He is a man of with an incredibly open mind. He was called upon to lead a discussion of evolution in his church and he wanted some input. He goes to great lengths to ease my discomfort at being the spokesperson for evolution. I am encouraged by his willingness to listen to my answers with an open mind (and not in that creepy way that some religious people do where you know they are devising arguments in their minds to discount everything you say).
Earlier this summer, John sent me some information he was going to use to lead his discussion at the church. There were several pointed questions.
1. What view does the fossil record support? I assume that the views they were considering were evolution vs. Biblical interpretation or church doctrine. A quote that followed was from Darwin, indicating that if numerous species came into existence at the same time, evolution would be disproven.
2. Have sufficient fossils been found to draw a sound conclusion? This is followed by a quote from a Smithsonian scientists indicating that the fossil record gives us "an excellent picture of the life of past ages".
3. What does the fossil record actually show? This question is followed by a series of quotes that give a somewhat biased view of a decade's old view of evolutionary thought. The first quote indicated (correctly) that the fossil record has been used to justify acceptance of Darwinian evolution, but that the geologic record is incomplete and does not offer a picture of the fine gradation of species over time. A second article mentions the "Cambrian explosion" and then periods of little to no change or no fossil record. A third quotes a zoologist stating that the fossil record does not support Darwinian evolution and the "facts" are best supported by the special creation (I assume of ALL organisms) by God, and finally they quote Carl Sagan saying that the fossil record could be consistent with the idea of a Great Designer.
Now I honestly believe my friend (he has been an exceedingly trustworthy person and I have a great deal of respect for him despite our differences of opinion on God) when he tells me that this is just meant to be a learning experience for his church group, and at least to me this discussion appears to me to be a desire for an honest review of the topic. I am somewhat disappointed by the "debate" feel to it and I would be much happier if instead of jumping to the topic of "which is right, religion or science" (which itself is a false dichotomy) that they spent a season of studying evolution by itself. How can one make an informed decision about anything if you don't understand what you are arguing for or against?
Anyhoo, he asked for my thoughts on the matter.
I explained to him that there is nearly universal acceptance of evolution by natural selection among scientists with an -ology to weigh in on it. I explained that there are holes in the fossil record and that we can't expect seamless understanding of the history of life. I explained how and why evolutionary biologists integrate this understanding into evolutionary theory. I explained how the Modern Synthesis (modified and) strengthened our understanding and acceptance of Darwin's theory. I tried to point out the Creationist talking points that were intended to lead people off the path of fact and purposely introduce false doubt where really none existed. Finally, I explained to him the limits of science in "proving" theories. John was of the opinion that theories grow up to become laws if they are "proven".
After all this, John wrote me with some very interesting information. He wrote me back about his beliefs. I must say, I know nothing about Jehovah's Witnesses and even though I know one or two, religion interests me so little that I had never bothered to look into it.
He said that he didn't believe the Bible to be either a science or history textbook.
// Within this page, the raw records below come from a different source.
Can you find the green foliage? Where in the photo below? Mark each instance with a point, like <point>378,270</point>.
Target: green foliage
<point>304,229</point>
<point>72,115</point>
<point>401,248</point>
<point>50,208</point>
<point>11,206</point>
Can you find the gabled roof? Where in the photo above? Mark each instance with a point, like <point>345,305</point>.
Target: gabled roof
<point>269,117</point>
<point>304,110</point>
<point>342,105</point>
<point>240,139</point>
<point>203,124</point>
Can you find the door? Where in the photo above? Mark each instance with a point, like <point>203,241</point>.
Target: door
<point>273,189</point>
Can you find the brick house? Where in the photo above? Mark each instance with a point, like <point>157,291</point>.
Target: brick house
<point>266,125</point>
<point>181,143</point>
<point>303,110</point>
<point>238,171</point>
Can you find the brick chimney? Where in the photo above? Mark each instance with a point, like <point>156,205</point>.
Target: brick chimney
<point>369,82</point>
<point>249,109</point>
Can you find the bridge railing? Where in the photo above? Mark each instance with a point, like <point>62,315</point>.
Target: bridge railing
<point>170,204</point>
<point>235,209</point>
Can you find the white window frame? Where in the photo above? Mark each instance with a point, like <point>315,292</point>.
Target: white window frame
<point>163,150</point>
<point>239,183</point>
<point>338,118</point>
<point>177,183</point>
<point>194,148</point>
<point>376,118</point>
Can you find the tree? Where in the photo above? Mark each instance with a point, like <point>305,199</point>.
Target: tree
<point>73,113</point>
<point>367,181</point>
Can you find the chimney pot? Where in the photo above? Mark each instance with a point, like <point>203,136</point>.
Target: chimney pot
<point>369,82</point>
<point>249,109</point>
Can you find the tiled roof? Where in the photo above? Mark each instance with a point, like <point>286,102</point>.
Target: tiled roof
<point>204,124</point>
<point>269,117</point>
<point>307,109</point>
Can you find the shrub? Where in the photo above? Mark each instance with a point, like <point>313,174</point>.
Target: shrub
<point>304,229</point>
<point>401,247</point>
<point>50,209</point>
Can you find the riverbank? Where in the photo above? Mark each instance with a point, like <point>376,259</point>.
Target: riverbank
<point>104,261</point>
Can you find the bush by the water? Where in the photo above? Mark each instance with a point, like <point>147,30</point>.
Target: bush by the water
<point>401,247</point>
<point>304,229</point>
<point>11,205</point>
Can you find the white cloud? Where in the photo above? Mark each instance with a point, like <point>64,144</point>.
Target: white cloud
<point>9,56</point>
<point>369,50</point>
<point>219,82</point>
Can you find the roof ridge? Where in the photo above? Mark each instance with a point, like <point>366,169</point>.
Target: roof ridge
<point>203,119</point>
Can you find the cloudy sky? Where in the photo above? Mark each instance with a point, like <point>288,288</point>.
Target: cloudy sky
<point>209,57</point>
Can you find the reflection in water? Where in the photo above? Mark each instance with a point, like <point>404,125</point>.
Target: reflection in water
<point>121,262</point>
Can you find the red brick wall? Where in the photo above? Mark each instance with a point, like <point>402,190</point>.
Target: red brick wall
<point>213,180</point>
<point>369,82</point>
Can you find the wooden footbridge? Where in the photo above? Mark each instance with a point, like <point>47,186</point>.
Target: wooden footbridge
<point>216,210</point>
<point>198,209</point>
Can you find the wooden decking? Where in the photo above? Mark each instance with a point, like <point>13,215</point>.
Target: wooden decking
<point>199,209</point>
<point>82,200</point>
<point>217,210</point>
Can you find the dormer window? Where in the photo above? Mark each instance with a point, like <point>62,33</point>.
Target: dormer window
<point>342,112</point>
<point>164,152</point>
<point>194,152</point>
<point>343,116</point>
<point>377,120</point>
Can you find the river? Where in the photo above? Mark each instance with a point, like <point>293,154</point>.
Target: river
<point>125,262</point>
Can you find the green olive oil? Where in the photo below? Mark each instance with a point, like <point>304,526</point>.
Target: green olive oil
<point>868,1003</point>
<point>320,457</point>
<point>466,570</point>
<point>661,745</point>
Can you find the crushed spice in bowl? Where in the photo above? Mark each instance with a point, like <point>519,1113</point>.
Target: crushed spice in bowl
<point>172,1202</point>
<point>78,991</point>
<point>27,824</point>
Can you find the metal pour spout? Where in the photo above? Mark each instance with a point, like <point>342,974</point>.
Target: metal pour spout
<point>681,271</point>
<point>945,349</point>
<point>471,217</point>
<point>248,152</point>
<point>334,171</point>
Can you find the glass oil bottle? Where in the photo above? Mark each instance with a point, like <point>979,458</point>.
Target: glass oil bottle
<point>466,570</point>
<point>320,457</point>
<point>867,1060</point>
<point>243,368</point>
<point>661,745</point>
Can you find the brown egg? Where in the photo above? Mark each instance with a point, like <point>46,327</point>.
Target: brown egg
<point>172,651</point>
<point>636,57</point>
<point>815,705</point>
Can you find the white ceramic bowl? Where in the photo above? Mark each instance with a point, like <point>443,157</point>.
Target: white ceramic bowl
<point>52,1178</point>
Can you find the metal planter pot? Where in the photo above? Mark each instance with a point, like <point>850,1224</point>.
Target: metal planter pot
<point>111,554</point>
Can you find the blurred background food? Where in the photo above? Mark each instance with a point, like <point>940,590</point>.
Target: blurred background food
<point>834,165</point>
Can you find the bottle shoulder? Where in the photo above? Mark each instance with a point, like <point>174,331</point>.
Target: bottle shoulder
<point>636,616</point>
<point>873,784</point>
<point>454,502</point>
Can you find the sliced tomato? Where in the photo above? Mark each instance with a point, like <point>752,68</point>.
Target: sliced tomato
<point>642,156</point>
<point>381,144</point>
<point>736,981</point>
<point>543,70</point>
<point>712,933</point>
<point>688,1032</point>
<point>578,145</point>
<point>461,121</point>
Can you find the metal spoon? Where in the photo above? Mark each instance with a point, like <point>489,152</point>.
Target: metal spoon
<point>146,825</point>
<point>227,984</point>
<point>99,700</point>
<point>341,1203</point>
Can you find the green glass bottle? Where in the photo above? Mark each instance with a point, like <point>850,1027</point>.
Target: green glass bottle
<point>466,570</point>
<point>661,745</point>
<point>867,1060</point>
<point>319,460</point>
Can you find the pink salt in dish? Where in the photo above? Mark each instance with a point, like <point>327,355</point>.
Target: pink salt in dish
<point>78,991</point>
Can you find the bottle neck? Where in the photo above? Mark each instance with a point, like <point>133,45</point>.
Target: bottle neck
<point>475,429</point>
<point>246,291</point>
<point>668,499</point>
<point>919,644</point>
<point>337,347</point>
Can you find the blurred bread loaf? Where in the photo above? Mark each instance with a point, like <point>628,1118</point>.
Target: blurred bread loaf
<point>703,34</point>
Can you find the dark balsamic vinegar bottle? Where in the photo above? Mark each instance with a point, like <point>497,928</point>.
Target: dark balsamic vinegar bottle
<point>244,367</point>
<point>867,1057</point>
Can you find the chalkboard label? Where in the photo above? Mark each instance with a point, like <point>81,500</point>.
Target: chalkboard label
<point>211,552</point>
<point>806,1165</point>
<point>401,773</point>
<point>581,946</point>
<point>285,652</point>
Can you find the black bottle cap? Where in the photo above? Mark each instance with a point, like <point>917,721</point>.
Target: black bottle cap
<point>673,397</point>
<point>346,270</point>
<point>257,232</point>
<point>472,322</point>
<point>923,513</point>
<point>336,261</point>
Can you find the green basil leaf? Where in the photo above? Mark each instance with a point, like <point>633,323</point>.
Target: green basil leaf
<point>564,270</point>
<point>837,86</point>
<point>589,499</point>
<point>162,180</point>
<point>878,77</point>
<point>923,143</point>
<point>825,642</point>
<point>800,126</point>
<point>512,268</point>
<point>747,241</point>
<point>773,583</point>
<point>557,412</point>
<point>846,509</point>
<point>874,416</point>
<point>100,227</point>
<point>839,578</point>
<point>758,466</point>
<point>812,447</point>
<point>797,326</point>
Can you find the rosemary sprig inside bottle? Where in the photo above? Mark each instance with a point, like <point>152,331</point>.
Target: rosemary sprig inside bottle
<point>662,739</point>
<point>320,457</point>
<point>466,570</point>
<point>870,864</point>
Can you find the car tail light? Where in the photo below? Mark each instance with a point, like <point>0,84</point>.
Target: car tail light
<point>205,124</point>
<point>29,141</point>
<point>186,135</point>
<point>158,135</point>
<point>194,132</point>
The Bible was the inspired word of God.
Then he asked a very interesting question.
One thing that you said was that there is no question of whether evolution occurs but whether it occurs by natural selection or not. I am curious as to how you define evolution here – does the laboratory document a change form one species to another? Or does it demonstrate variety within species?
For a minister of any Christian church, I'll give him a great deal of credit for bothering to ask at all. I wrote him back about cellular evolution up to the point of speciation. Of course, this is the easy part. Any evolutionary biologist can do that. Still, organizing that into a (hopefully) coherent email that someone with little science background could understand was challenge enough for one evening.
And you know that he wrote me back with more questions.
I thank you for clearing up my thinking on evolution. I see what you are saying about the small changes within species. That is without doubt evolution. I don’t have a problem with that at all. But can we really apply that thinking to the appearance of all living things with their various characteristics?
....Do evolutionists consider the jump from non-living to living organisms? There are so many things to consider Liz, I really like to hear your opinion. You are more in touch with current scientific thinking than I will ever be – It is like having a living encyclopedia at my disposal…
Awww geez. Don't you hate when someone says something like that? I mean I can cobble something together and (let's admit it) probably make this guy believe whatever I wanted. But I don't want to do it wrong. I want him to really understand. Ok, I can handle the abiogenesis discussion, but what in the world do I do in an email to someone asking for understanding of everything from character evolution to Evolution with a capital "E"?
I admit I am a bit overwhelmed. I am not a paleontologist. I can't point to a single lineage and trace the evolution from one organism to another. Not even humans. I'm feeling entirely inadequate. I know what to tell this man, I just don't know how to do it well.
And so, I'm asking for help. If you have any ideas at all about communicating the Big E Evolution, please, let me know. Really.